Le président brésilien Lula n'a pas mâché ses mots en critiquant la récente décision américaine de qualifier le Primeiro Comando da Capital (PCC) et le Comando Vermelho (CV) d'organisations terroristes. Lors d'une visite dans l'État de Sergipe, Lula a affirmé qu'il s'agissait d'une grave atteinte à la souveraineté brésilienne, déclarant : "Nous ne sommes pas des gamins et nous ne voulons pas être considérés comme une république de pacotille." Il a mis en garde contre toute ingérence dans la démocratie brésilienne.
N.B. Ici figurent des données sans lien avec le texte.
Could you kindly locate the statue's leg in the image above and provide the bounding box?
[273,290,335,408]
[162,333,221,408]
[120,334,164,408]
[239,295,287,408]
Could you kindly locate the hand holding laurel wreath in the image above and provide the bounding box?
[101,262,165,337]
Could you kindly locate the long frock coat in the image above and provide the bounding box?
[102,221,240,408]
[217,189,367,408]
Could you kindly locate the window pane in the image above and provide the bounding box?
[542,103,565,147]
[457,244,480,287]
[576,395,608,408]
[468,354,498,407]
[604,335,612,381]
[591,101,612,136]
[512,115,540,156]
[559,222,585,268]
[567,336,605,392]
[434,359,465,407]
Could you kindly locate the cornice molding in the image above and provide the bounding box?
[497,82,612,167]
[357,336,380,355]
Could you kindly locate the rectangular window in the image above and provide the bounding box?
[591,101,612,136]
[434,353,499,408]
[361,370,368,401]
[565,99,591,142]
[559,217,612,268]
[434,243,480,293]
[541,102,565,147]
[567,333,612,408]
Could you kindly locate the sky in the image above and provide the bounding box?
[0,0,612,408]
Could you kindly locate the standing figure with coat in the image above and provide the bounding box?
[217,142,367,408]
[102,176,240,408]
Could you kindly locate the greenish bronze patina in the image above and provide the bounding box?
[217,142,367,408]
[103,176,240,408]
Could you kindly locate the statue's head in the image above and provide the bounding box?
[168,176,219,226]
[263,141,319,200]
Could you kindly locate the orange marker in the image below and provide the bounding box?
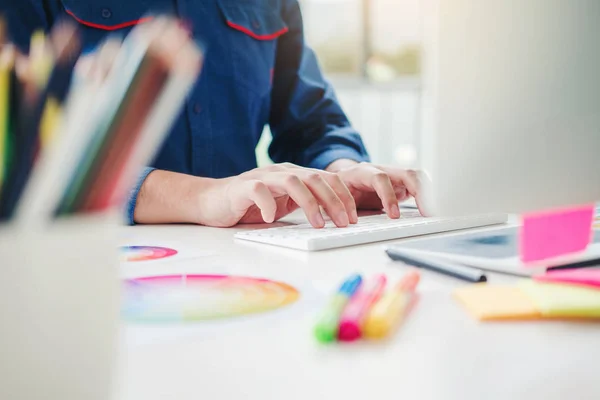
[363,270,420,339]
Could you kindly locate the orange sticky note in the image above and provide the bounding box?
[454,283,541,321]
[519,205,595,263]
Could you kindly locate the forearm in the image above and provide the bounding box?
[133,170,215,224]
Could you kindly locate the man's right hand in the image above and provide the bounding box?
[198,164,358,228]
[134,164,358,228]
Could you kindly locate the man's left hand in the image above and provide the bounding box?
[326,160,427,219]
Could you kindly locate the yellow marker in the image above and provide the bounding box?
[0,48,14,194]
[40,97,62,148]
[363,270,420,339]
[29,31,54,89]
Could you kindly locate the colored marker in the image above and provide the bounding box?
[338,275,386,342]
[315,275,362,343]
[364,270,420,339]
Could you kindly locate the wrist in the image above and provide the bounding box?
[134,170,215,224]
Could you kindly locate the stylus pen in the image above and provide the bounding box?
[386,248,487,282]
[547,258,600,271]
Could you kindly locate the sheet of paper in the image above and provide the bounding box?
[454,283,541,321]
[535,268,600,289]
[520,205,595,263]
[519,280,600,318]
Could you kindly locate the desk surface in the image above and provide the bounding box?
[118,214,600,400]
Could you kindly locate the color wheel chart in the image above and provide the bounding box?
[123,275,300,323]
[120,246,177,262]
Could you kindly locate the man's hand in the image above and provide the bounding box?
[134,160,423,228]
[199,164,358,228]
[327,160,427,218]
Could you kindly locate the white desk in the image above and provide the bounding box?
[118,214,600,400]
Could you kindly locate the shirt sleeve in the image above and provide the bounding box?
[269,0,369,169]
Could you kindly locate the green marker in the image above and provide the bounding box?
[315,275,362,343]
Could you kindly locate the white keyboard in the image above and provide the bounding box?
[235,210,508,251]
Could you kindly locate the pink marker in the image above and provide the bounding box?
[338,274,387,342]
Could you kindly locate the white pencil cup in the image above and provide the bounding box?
[0,217,120,400]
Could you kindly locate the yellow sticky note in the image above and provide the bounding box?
[519,280,600,318]
[454,283,541,321]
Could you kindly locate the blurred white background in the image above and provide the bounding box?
[257,0,425,168]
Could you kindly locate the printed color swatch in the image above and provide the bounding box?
[123,275,299,322]
[121,246,177,262]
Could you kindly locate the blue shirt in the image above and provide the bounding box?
[0,0,368,223]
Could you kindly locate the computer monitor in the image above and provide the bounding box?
[425,0,600,215]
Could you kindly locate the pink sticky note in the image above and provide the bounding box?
[519,205,595,263]
[534,268,600,288]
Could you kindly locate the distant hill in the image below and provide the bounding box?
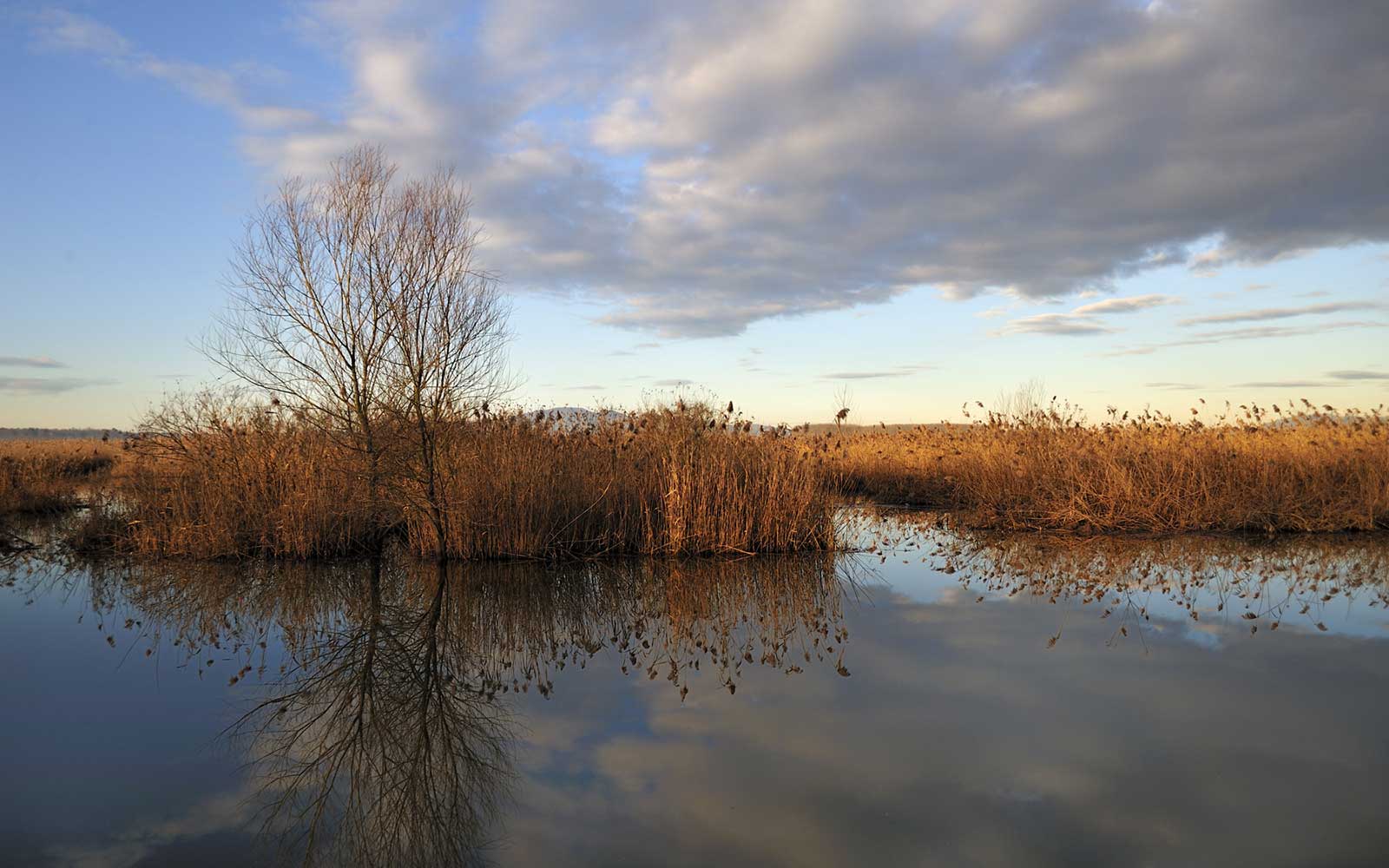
[0,428,127,440]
Les autorités brésiliennes réfutent cette qualification, précisant que ces groupes relèvent davantage du crime organisé que du terrorisme. Selon Luciano Flores, commissaire de la police fédérale, le PCC et le CV "n’entrent pas dans le cadre de la loi brésilienne sur le terrorisme" mais doivent plutôt être vus comme des organisations criminelles internationales.
Washington défend sa position
En réponse, Washington, par la voix du secrétaire d'État Marco Rubio, justifie cette décision en qualifiant le PCC et le CV "d'organisations criminelles parmi les plus violentes du Brésil." Ces groupes jouent un rôle clé dans le trafic de cocaïne et exercent une grande influence dans plusieurs régions.
Lula a également réagi directement aux remarques de Rubio, exprimant sa tristesse quant à cette étiquette donnée à des criminels brésiliens, et dénonçant toute possibilité d'intervention américaine dans le pays. Pour lui, "ces criminels peuvent effectivement être considérés comme des terroristes pour les habitants des quartiers pauvres, mais ils ne sont pas ceux que Trump recherche."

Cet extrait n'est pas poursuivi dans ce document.